8        Courts have the inherent authority to vacate void orders and judgments because they have no authority to enter those orders or judgments in the first place.  See City of Sun Prairie v. Davis, 226 Wis. 2d 738, 750, 595 N.W.2d 635 (1999).  “‘A judgment or order which is void may be expunged by a court at any time.  Such right … is not limited by statutory requirements for … reopening” those judgments or orders.  See Kohler Co. v. DILHR, 81 Wis. 2d 11, 25, 259 N.W.2d 695 (1977) (citation omitted).  Thus, contrary to Rynders’ position, a written motion to reopen the void order of dismissal was not required.[3]

9        “A void judgment cannot create a right or obligation, as it is not binding on anyone.”  Kett v. Community Credit Plan, Inc., 222 Wis. 2d 117, 127-28, 586 N.W.2d 68 (Ct. App. 1998), aff’d, 228 Wis. 2d 1, 596 N.W.2d 786 (1999).  We therefore reject Rynders’ position that the circuit court clerk should not have accepted the motion to sell for filing,[4] and there is no other substantive challenge to the order granting the motion to sell raised on appeal.[5]  Accordingly, we affirm the order.

            By the Court.—Order affirmed.

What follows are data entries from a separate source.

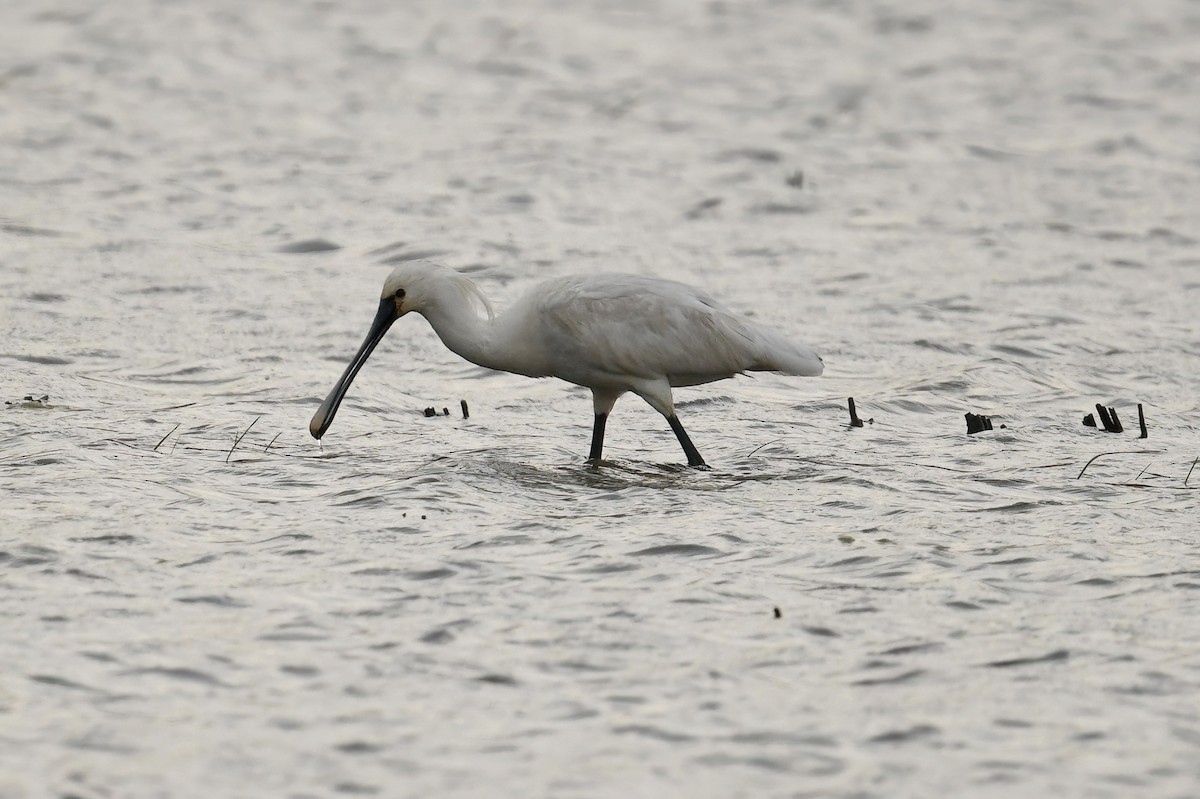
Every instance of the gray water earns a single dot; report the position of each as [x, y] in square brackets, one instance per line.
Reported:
[985, 208]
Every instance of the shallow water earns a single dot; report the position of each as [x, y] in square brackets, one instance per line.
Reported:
[984, 208]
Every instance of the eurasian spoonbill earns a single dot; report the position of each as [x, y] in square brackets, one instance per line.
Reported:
[609, 332]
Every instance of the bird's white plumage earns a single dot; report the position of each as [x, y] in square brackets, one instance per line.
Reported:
[609, 332]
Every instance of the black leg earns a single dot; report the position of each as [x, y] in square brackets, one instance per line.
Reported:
[598, 437]
[689, 449]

            This opinion shall not be published.  See Wis. Stat. Rule 809.23(1)(b)5.


[1]  This is, of course, an absurd proposition.  Foreclosing the circuit court clerk’s ability to accept papers for filing upon dismissal of a case would prevent any opportunity for review, because it would mean the clerk could not accept motions for reconsideration, motions to reopen, other motions for relief, and notices of appeal.

[2]  The body of Rynders’ brief has two sections, labeled “statement of the case” and “conclusion.”  There is no “argument” section.  See Wis. Stat. Rule 809.19(1)(d)-(f) (2011-12).  The only citations to authority are in a paragraph that recites two contradictory standards of review, with no link between those standards and the facts of this case.

All references to the Wisconsin Statutes are to the 2011-12 version unless otherwise noted.

[3]  See also Wis. Stat. § 802.01(2)(a) (“An application to the court for an order shall be by motion which, unless made during a hearing or trial, shall be made in writing[.]”) (emphasis added); Wis. Stat. § 807.03 (“An order made out of court without notice may be vacated or modified without notice by the judge who made it.”).

[4]  We also reject as moot Rynders’ position that the circuit court could not reinstate proceedings by way of a docket entry.  Aside from the fact that the void order for dismissal is a nullity, see Kett v. Community Credit Plan, Inc., 222 Wis. 2d 117, 127, 586 N.W.2d 68 (Ct. App. 1998), aff’d, 228 Wis. 2d 1, 596 N.W.2d 786 (1999), the case was subsequently reopened by a written order.

[5]  Still pending in the circuit court is a question regarding the validity of real estate transfers that Rynders made in the period between the case’s dismissal on April 8, 2013, and its reinstatement on May 14, 2013.  We express no opinion on the outcome of that matter.